Pedro Marqués de Armas sigue las pistas de letrados, médicos, higienistas, criminólogos y psiquiatras cubanos enfrascados en el estudio del hermafrodita, la mujer histérica, el homosexual, el esclavo suicida, el loco criminal, las masas.

Richmond

No tenemos equivalente en la tradición cubana para libros como La locura en Argentina y Aventuras de Freud en el país de los argentinos, de Hugo Vezzetti, historias nacionales de la psiquiatría y el psicoanálisis, respectivamente, o Médicos maleantes y maricas. Criminología y homosexualidad en la construcción de la nación argentina (Buenos Aires: 1871-1914), de Jorge Salessi, donde se estudia el papel fundamental que jugaron los médicos durante la consolidación del Estado nacional en un contexto marcado por la inmigración masiva, la urbanización acelerada y la aparición de nuevos actores sociales.

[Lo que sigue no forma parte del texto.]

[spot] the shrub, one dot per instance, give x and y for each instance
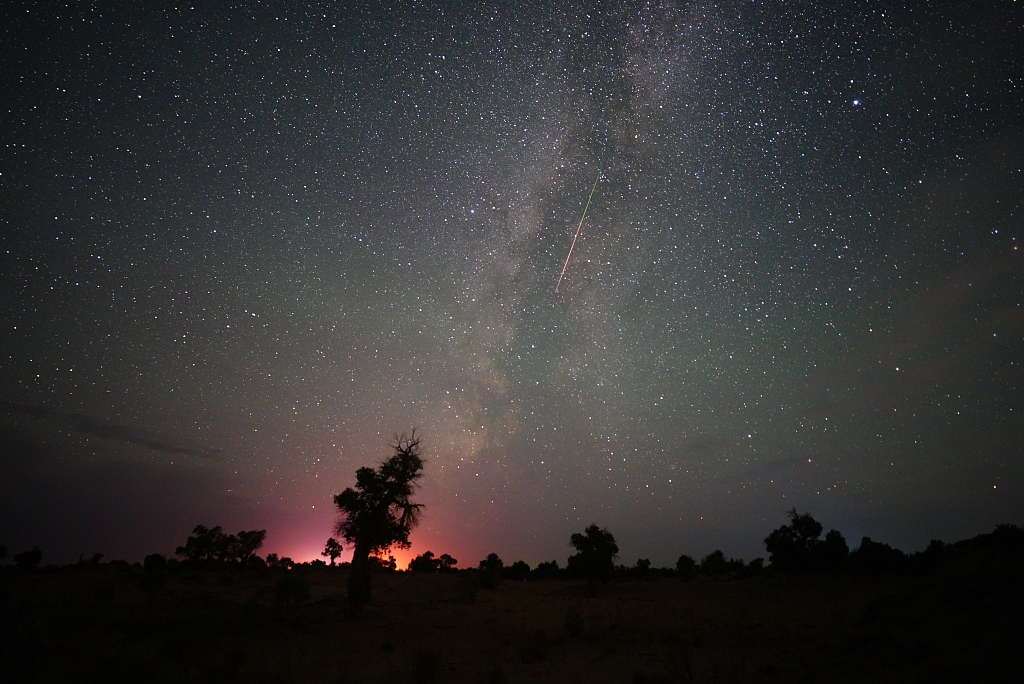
(716, 563)
(547, 570)
(492, 562)
(517, 571)
(425, 562)
(446, 563)
(596, 553)
(489, 580)
(686, 566)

En mi opinión, las razones de esta falta no habría que buscarlas solamente en la menor solidez de la tradición intelectual cubana en comparación con la argentina, sino sobre todo en los desastrosos efectos de la revolución de 1959, esa ruptura fatal que terminó condenando a la intelligentsia cubana, como al país todo, a una suerte de desfase donde aún nos encontramos. Mientras en la revista Literal, en tiempos de la dictadura militar argentina, se discutía a Lacan, en Cuba el "idealista" Freud había quedado, si acaso, para mención en los cursos de "Filosofía no marxista".       

Mientras allá una ficción vanguardista como El niño proletario, de Osvaldo Lamborghini, parodiaba los discursos positivistas de fin de siglo y su correlato literario —la narrativa naturalista—, acá los escritores intentaban trabajosamente salirse de la camisa de fuerza del realismo socialista, recuperando los plácidos espacios del origenismo: la quinta familiar, el "sitio en que tan bien se está", la humanidad de los objetos domésticos, la caridad de las pequeñas cosas… De todo ese amable repertorio quedaba fuera eso que el inquietante relato de Lamborghini revelaba de una manera, por cierto, muy poco realista: la violencia, la sangre, el mundo, en una palabra, de la crónica roja.

En su "Elegía a Julián del Casal", Lezama maldecía a quienes se atrevieran a reírse de las colaboraciones del poeta en La Caricatura, alegrándose de que nadie las hubiera encontrado. Dos décadas atrás, en una conferencia sobre el propio Casal, frente a los "pasivos archiveros" que explicaban todo recurriendo a la noción positivista de influencia, él había propuesto una "crítica creadora", poética. Esa crítica debía ser capaz de llenar los vacíos —el de los tiempos de la factoría, siglos en que apenas hubo en la Isla poesía mientras en los ricos virreinatos florecía el arte barroco—, y hasta de compensar las pérdidas ("todo lo hemos perdido", dirá más tarde Lezama), pero soslayaba ese otro archivo, aquel que tiene que ver con la violencia morbosamente exhibida en La Caricatura mas también con la trama intrincada del saber y el poder, hecha de discursos vinculados no ya con la poesía y la imaginación sino con la ley y el orden.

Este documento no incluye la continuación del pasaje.